Para ela, a relevância do Alpendre deu-se não só na formação de novos artistas, como de um circuito próprio das artes em Fortaleza. "Na dança, houve uma articulação bem bacana em relação à Bienal Internacional de Dança do Ceará e ao próprio Colégio Técnico de Dança. No audiovisual, foi super importante inclusive para a formação de cursos outros. A experiência do Alpendre foi um núcleo de formação para a Vila das Artes, enfim... Nós tínhamos poucas coisas institucionais, mas um grande número de pessoas que foram criando outras formas de produção e circulação, além do próprio pensamento sobre as artes", complementou.

Militante do movimento negro, produtor cultural e roteirista, Kiko Alves era morador do Poço da Draga quando chegou ao Alpendre um pouco depois de sua fundação. "Fiquei por toda a história ativa dele, fiz parte da gestão e de outros processos", contextualiza. "Na época, estudava na Rua dos Tabajaras e as atividades do (projeto) TV de Rua aconteciam lá; foi aí que eu conheci todo mundo pela primeira vez. O Alpendre foi muito marcante na minha vida - e não só na minha, como na turma daquele período. Para além do impacto na Cidade, ele teve um impacto muito grande nas nossas vidas, foi definidor mesmo. Nós nos tornamos pessoas muito diferentes a partir desse contato", credita.

"Eu acho que essa possibilidade de nunca saber quem você encontraria (no Alpendre) porque a porta estava aberta pra qualquer pessoa que chegasse, né... Então, de repente, você tinha um Pedro Juan Gutiérrez tomando um café, um Nelson Brissac chegando, um Hermano Vianna telefonando dizendo que queria conhecer o espaço... Então era uma extensão dessa ideia de habitação, para além de um núcleo só", avalia Andréa Bardawil. "Foi um período que articulamos tanto o Poço da Draga quanto o Serviluz como dois locais de muitas atividades nossas. Hoje, grande parte desses alunos atua no Dragão, em produtoras, nas televisões, na própria Caixa Cultural", celebra Beatriz.

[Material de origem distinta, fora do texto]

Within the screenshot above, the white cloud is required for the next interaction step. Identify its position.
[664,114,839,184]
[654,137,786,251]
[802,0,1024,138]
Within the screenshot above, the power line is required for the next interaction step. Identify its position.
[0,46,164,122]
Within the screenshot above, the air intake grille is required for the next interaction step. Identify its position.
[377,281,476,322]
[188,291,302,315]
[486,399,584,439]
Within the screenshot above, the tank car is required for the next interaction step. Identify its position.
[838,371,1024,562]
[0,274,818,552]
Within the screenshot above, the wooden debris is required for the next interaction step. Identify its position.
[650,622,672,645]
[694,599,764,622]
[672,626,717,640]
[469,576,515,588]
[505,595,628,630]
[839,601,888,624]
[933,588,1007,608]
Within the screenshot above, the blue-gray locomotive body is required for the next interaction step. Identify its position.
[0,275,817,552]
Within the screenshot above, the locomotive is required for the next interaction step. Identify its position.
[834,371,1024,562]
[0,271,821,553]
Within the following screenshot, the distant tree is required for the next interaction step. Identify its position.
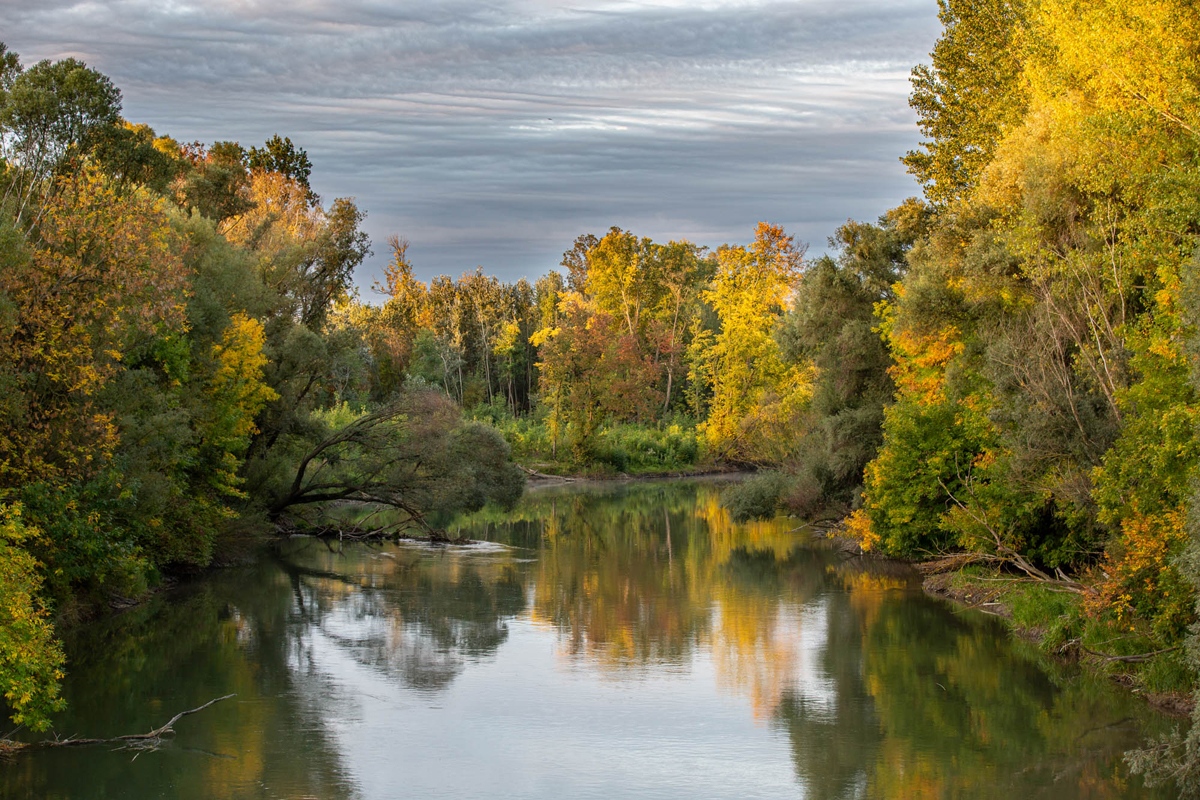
[246,133,320,205]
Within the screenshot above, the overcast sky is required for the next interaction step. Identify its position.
[0,0,940,288]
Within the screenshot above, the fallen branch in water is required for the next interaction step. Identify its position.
[0,694,236,753]
[1079,645,1183,663]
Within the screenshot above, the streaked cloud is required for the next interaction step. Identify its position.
[0,0,938,285]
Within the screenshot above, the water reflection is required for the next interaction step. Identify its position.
[0,482,1168,799]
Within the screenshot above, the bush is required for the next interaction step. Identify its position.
[721,473,787,522]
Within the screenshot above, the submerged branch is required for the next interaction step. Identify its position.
[0,694,236,753]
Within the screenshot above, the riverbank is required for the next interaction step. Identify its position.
[517,463,749,486]
[917,565,1195,717]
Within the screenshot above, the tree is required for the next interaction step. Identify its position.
[268,391,524,531]
[902,0,1025,204]
[246,133,320,205]
[702,222,808,461]
[0,46,121,225]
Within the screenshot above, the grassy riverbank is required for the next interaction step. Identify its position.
[918,565,1193,716]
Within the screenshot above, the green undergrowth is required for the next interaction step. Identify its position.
[925,567,1193,711]
[469,404,703,476]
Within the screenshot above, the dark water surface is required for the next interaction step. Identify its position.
[0,481,1170,800]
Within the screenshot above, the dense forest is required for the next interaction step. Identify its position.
[7,0,1200,789]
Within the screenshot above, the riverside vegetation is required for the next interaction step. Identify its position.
[0,0,1200,793]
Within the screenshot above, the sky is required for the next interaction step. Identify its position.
[0,0,940,287]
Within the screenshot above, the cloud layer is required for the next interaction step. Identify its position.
[0,0,938,287]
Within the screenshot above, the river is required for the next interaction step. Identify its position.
[0,480,1171,800]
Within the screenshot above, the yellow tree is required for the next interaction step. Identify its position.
[697,222,809,461]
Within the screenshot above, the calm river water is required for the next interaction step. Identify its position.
[0,481,1170,800]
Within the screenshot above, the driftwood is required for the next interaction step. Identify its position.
[517,464,575,483]
[0,694,236,753]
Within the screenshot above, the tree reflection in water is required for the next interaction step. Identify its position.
[0,482,1169,800]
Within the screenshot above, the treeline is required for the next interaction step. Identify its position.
[364,224,809,469]
[0,46,523,729]
[811,0,1200,794]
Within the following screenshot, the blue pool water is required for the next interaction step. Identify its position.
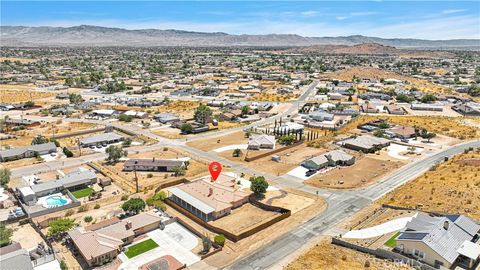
[46,196,68,206]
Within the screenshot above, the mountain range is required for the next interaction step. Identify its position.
[0,25,480,50]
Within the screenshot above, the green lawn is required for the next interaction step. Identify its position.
[385,232,400,248]
[125,239,158,259]
[72,188,93,199]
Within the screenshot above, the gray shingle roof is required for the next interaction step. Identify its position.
[397,213,480,263]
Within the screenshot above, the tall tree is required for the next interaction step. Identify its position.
[193,104,212,125]
[105,145,128,163]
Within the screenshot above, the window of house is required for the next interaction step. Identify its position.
[413,249,425,259]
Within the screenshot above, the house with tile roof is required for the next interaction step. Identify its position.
[167,177,250,222]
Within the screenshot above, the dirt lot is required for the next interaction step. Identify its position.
[205,191,325,268]
[262,189,317,215]
[0,88,55,103]
[378,150,480,220]
[107,148,208,190]
[284,239,411,270]
[150,127,186,139]
[0,57,37,63]
[187,131,248,152]
[9,223,43,250]
[219,144,326,175]
[349,115,480,140]
[305,155,405,188]
[249,93,298,102]
[210,203,280,234]
[322,67,452,94]
[0,121,97,147]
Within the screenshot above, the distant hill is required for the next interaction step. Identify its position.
[0,25,480,50]
[288,43,453,58]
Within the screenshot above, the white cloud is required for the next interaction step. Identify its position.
[442,9,466,14]
[300,10,318,17]
[12,15,480,39]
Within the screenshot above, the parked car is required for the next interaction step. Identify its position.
[305,170,317,177]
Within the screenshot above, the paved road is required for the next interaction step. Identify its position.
[226,140,480,270]
[5,82,480,269]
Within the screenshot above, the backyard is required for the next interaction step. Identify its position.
[72,187,93,199]
[125,239,158,259]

Hoje, 20 anos depois, a ONG não existe mais. Porém, é no Benfica que um pequeno 'ninho' tem se desenhado aos poucos. "Alugamos um espaço, que até chamamos de 'casinha', mas não é um novo Alpendre, não. É outra coisa, muito pequenininha, que a gente faz atividades de vez em quando. É onde a gente se reúne pra pensar projetos e editais, comemorar coisas... Talvez seja um ninho que se transforme, mas nem sequer existe como pessoa jurídica. Um dia, quem sabe, seja uma livraria. Ou talvez seja uma produtora, mas é um lugar de fortalecimento. Embora exista um desânimo, é um momento de estarmos juntos porque a gente precisa continuar imaginando e não sentirmos enfraquecidos. E o Alpendre nos deu essa lição: é uma experiência que nos diz da necessidade de continuarmos", projeta Beatriz.